Snowflake - Target environment

This article outlines a potential setup for a target environment for Snowflake generators.

Please note that the installation and configuration of this target environment fall outside the scope of biGENIUS support.

We will not offer assistance beyond the provided example in this article.

A Snowflake target environment has numerous alternative configurations and installations.
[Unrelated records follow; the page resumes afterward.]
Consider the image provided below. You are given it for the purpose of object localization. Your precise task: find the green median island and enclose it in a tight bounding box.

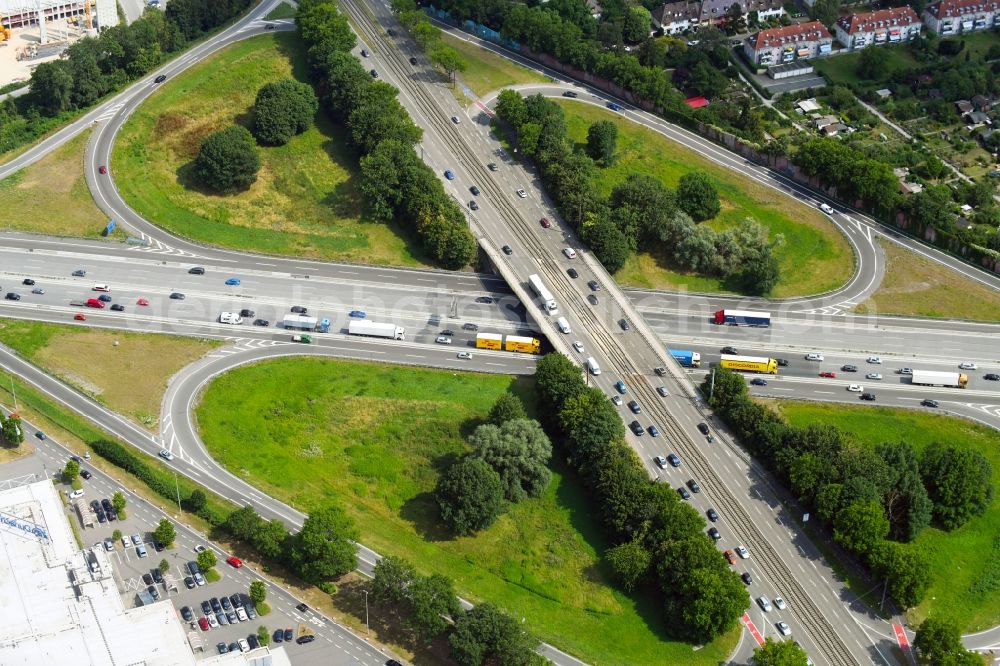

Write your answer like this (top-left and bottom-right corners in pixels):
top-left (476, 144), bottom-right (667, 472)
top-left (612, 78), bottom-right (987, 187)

top-left (196, 359), bottom-right (739, 666)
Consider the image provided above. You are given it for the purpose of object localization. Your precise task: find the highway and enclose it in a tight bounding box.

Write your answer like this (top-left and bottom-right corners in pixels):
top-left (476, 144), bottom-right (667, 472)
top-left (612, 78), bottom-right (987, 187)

top-left (0, 3), bottom-right (1000, 664)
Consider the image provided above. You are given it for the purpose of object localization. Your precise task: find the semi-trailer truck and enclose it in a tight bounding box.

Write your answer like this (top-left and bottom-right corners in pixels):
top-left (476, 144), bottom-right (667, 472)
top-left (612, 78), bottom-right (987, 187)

top-left (910, 370), bottom-right (969, 388)
top-left (347, 319), bottom-right (406, 340)
top-left (719, 354), bottom-right (778, 375)
top-left (715, 310), bottom-right (771, 327)
top-left (528, 275), bottom-right (559, 314)
top-left (667, 349), bottom-right (701, 368)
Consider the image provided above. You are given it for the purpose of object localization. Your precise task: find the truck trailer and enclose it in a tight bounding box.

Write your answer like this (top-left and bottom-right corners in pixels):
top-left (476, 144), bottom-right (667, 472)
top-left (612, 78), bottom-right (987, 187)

top-left (715, 310), bottom-right (771, 328)
top-left (347, 319), bottom-right (406, 340)
top-left (528, 275), bottom-right (559, 314)
top-left (719, 354), bottom-right (778, 375)
top-left (910, 370), bottom-right (969, 388)
top-left (667, 349), bottom-right (701, 368)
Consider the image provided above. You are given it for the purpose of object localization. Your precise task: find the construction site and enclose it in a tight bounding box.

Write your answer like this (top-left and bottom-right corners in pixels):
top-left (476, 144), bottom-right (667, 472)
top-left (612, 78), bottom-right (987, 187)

top-left (0, 0), bottom-right (118, 87)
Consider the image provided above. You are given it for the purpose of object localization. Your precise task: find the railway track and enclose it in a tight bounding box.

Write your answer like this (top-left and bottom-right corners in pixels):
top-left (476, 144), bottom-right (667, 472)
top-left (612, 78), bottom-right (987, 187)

top-left (340, 0), bottom-right (858, 666)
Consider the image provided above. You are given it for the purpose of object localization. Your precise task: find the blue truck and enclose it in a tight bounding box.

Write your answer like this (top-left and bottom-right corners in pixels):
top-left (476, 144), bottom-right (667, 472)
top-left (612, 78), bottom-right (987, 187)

top-left (667, 349), bottom-right (701, 368)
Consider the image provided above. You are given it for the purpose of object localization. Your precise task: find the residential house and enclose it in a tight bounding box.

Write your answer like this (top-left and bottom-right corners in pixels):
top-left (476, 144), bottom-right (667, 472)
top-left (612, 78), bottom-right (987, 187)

top-left (834, 7), bottom-right (923, 51)
top-left (743, 21), bottom-right (833, 67)
top-left (924, 0), bottom-right (1000, 37)
top-left (652, 2), bottom-right (701, 35)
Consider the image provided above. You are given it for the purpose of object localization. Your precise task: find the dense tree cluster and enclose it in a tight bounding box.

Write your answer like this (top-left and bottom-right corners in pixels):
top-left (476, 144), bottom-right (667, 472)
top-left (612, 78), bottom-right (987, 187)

top-left (496, 90), bottom-right (783, 294)
top-left (296, 0), bottom-right (476, 269)
top-left (535, 353), bottom-right (748, 642)
top-left (0, 0), bottom-right (250, 152)
top-left (253, 79), bottom-right (319, 146)
top-left (702, 368), bottom-right (993, 608)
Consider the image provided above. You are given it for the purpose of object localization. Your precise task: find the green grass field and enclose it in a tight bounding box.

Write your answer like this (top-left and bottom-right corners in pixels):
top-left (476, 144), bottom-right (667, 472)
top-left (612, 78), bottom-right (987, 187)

top-left (442, 33), bottom-right (550, 101)
top-left (560, 100), bottom-right (854, 298)
top-left (196, 359), bottom-right (739, 666)
top-left (110, 33), bottom-right (424, 266)
top-left (775, 401), bottom-right (1000, 632)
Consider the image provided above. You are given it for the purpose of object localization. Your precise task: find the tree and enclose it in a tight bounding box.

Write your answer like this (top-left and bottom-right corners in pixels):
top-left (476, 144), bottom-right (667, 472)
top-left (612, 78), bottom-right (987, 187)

top-left (434, 457), bottom-right (504, 536)
top-left (290, 504), bottom-right (360, 585)
top-left (371, 555), bottom-right (417, 604)
top-left (469, 419), bottom-right (552, 502)
top-left (604, 541), bottom-right (653, 592)
top-left (677, 171), bottom-right (721, 222)
top-left (920, 442), bottom-right (993, 530)
top-left (153, 518), bottom-right (177, 548)
top-left (448, 602), bottom-right (538, 666)
top-left (62, 460), bottom-right (80, 483)
top-left (486, 393), bottom-right (526, 426)
top-left (406, 574), bottom-right (462, 641)
top-left (249, 580), bottom-right (267, 607)
top-left (587, 120), bottom-right (618, 164)
top-left (196, 548), bottom-right (219, 571)
top-left (753, 636), bottom-right (809, 666)
top-left (253, 79), bottom-right (319, 146)
top-left (194, 125), bottom-right (260, 193)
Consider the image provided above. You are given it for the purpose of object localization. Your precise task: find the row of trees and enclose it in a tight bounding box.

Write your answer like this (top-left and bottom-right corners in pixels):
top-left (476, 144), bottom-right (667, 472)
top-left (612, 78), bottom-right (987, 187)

top-left (535, 353), bottom-right (748, 643)
top-left (371, 556), bottom-right (548, 666)
top-left (434, 393), bottom-right (552, 535)
top-left (0, 0), bottom-right (250, 152)
top-left (296, 0), bottom-right (476, 269)
top-left (496, 90), bottom-right (783, 294)
top-left (702, 368), bottom-right (993, 608)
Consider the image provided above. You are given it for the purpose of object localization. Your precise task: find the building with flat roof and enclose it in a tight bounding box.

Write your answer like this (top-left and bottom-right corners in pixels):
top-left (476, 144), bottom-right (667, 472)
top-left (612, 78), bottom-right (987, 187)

top-left (743, 21), bottom-right (833, 67)
top-left (833, 7), bottom-right (923, 51)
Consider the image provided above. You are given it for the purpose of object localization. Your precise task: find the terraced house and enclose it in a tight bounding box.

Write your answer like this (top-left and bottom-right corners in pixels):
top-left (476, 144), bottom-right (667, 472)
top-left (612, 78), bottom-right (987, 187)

top-left (834, 7), bottom-right (923, 51)
top-left (924, 0), bottom-right (1000, 37)
top-left (743, 21), bottom-right (833, 67)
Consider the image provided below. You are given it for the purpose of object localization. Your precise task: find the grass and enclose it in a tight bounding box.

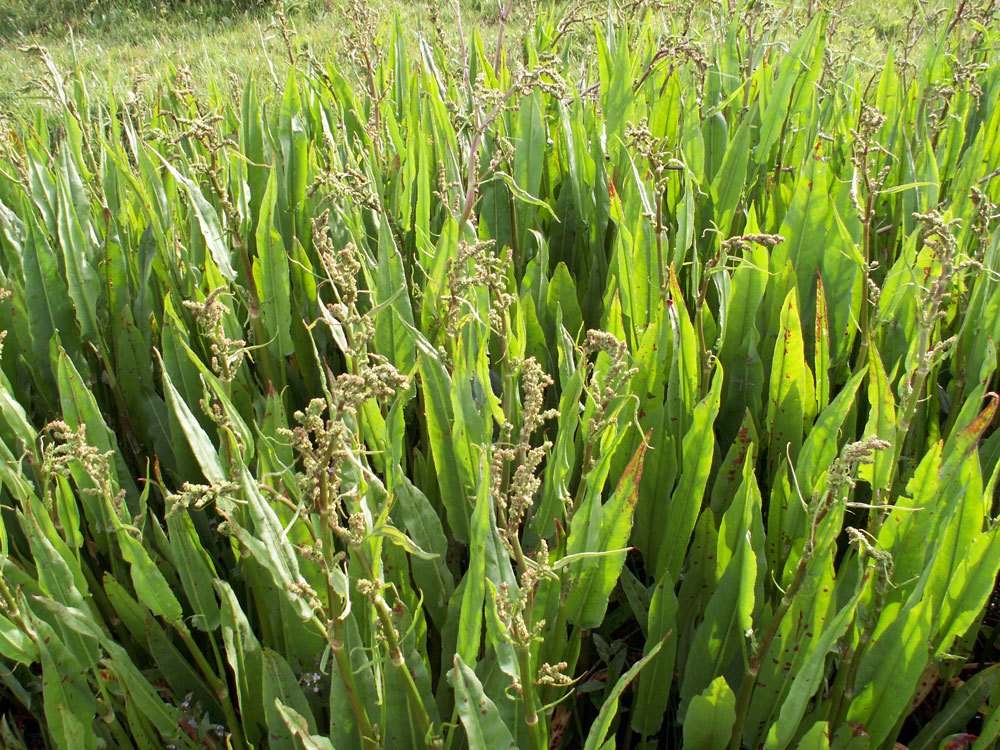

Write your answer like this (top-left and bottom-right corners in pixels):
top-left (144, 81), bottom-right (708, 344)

top-left (0, 0), bottom-right (968, 122)
top-left (0, 0), bottom-right (517, 115)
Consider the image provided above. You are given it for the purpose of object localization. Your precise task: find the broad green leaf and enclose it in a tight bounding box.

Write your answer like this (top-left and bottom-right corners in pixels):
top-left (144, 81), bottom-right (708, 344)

top-left (583, 633), bottom-right (670, 750)
top-left (684, 676), bottom-right (736, 750)
top-left (448, 654), bottom-right (517, 750)
top-left (631, 573), bottom-right (677, 737)
top-left (253, 168), bottom-right (294, 357)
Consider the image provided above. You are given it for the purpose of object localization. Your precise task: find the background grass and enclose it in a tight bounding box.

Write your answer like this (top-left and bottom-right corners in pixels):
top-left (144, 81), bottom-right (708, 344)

top-left (0, 0), bottom-right (968, 116)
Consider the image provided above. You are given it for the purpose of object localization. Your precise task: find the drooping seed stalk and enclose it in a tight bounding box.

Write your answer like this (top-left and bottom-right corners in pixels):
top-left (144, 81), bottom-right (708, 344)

top-left (357, 550), bottom-right (440, 744)
top-left (516, 643), bottom-right (545, 750)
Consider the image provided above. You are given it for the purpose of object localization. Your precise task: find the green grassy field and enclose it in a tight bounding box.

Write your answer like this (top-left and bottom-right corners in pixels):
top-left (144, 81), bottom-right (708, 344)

top-left (0, 0), bottom-right (1000, 750)
top-left (0, 0), bottom-right (968, 119)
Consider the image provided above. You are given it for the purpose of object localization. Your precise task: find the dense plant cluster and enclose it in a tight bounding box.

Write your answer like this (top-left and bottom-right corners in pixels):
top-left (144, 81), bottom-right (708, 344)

top-left (0, 2), bottom-right (1000, 750)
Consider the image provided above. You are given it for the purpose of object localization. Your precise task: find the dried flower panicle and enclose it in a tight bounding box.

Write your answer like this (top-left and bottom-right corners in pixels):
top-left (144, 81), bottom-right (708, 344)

top-left (492, 357), bottom-right (559, 543)
top-left (41, 420), bottom-right (125, 519)
top-left (583, 329), bottom-right (639, 446)
top-left (827, 436), bottom-right (892, 497)
top-left (184, 286), bottom-right (247, 383)
top-left (446, 240), bottom-right (514, 337)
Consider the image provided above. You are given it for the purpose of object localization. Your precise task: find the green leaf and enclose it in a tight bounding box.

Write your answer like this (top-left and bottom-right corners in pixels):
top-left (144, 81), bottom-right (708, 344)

top-left (448, 654), bottom-right (517, 750)
top-left (118, 529), bottom-right (184, 623)
top-left (684, 675), bottom-right (736, 750)
top-left (566, 432), bottom-right (650, 628)
top-left (653, 362), bottom-right (723, 577)
top-left (253, 168), bottom-right (295, 357)
top-left (764, 586), bottom-right (865, 750)
top-left (261, 646), bottom-right (316, 750)
top-left (906, 664), bottom-right (1000, 750)
top-left (583, 633), bottom-right (669, 750)
top-left (457, 465), bottom-right (491, 664)
top-left (632, 572), bottom-right (677, 737)
top-left (767, 289), bottom-right (815, 467)
top-left (711, 116), bottom-right (753, 232)
top-left (32, 618), bottom-right (98, 750)
top-left (166, 509), bottom-right (219, 632)
top-left (213, 579), bottom-right (266, 744)
top-left (150, 149), bottom-right (236, 281)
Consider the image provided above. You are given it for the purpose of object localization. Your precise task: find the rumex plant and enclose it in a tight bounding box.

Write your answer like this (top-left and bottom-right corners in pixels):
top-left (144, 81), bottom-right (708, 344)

top-left (0, 3), bottom-right (1000, 750)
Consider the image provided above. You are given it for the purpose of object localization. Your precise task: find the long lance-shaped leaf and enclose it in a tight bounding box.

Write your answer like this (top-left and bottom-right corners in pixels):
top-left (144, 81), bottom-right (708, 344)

top-left (458, 460), bottom-right (491, 664)
top-left (448, 654), bottom-right (517, 750)
top-left (566, 432), bottom-right (650, 628)
top-left (150, 149), bottom-right (236, 281)
top-left (858, 341), bottom-right (897, 491)
top-left (680, 454), bottom-right (763, 721)
top-left (847, 601), bottom-right (932, 744)
top-left (684, 675), bottom-right (736, 750)
top-left (653, 363), bottom-right (722, 577)
top-left (583, 632), bottom-right (671, 750)
top-left (764, 572), bottom-right (865, 750)
top-left (767, 289), bottom-right (815, 466)
top-left (632, 573), bottom-right (677, 736)
top-left (253, 168), bottom-right (295, 357)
Below is a potential target environment setup for a Snowflake generator.

Setup environment

The Snowflake target environment needs at least the following items configured into your Snowflake account:

  • (Optional) A target Warehouse WH_XXX
    • You can also work into the default Snowflake Warehouse COMPUTE_WH
  • A source Database SD_XXX into the target Warehouse WH_XXX (or COMPUTE_WH)
  • A target Database TD_XXX into the target Warehouse WH_XXX (or COMPUTE_WH)
  • A Role R_XXX with the following privileges on the source database SD_XXX and the target database TD_XXX: OWNERSHIP, CREATE SCHEMA, MODIFY, MONITOR, USAGE, and EXECUTE TASK

For example, you can add the EXECUTE TASK privilege for the Role R_XXX with the following script:

GRANT EXECUTE TASK ON ACCOUNT TO ROLE R_XXX; 
  • A User XXX who can access the role R_XXX

Source data

In our target environment example, we use the same database for source and target data.

The source data are stored in a dedicated schema named AW2017 and filled with data from Parquet files stored in AWS S3 Bucket.

Globally, the source data are loaded according to the following architecture:

H405_Annex

The following AWS services are required:

  • AWS S3 buckets:
    • An Amazon S3 bucket is a public cloud storage resource available in Amazon Web Services (AWS) Simple Storage Service (S3), an object storage offering. Amazon S3 buckets, similar to file folders, store objects consisting of data and its descriptive metadata.
    • For this example, we will store into the S3 bucket parquet files containing data extracted from the Microsoft SQL Server AdventureWorks2017 sample database in the S3 bucket.
  • AWS Glue Data Catalog:
    • The AWS Glue Data Catalog is an index to your data's location, schema, and runtime metrics. Information in the Data Catalog is stored as metadata tables, where each table specifies a single data store.
    • For this example, some external tables will store the data from the S3 bucket (parquet files)
  • AWS Athena:
    • Amazon Athena is an interactive query service that makes it easy to analyze data in Amazon S3 using standard SQL
    • For this example, we used Athena to create the metadata tables stored in the Glue Data Catalog

Following, you can observe the source data in the schema AW2017:

Upload artifacts in Snowflake

Please now upload the generated Artifacts from the biGENIUS-X application to Snowflake.

Please replace the placeholders before uploading the artifacts.

  • Click on the Projects then Worksheets menu entry in the left menu:
  • Click on the Context icon and choose Create Worksheet from SQL File:
  • Select a SQL script from the SQL folder in the generated artifacts
  • Repeat the operation for all the SQL scripts in the SQL folder and the LoadControl folder
  • You should have all the generated artifacts now loaded in Snowflake Worksheets:

A known bug exists in version 1.4.0 of the Snowflake Generators.

Please add the following code at the beginning of the Load Control SQL Script (Snowflake1_4_0DataVaultandMart_tasks.sql in our example):

USE DATABASE IDENTIFIER('<Name of your target database>'); 

Then, if you don't use the default Warehouse COMPUTE_WH, please replace COMPUTE_WH with the name of your Warehouse everywhere in this file.


You're now ready to deploy these artifacts and subsequently load the data based on the Generator you are using.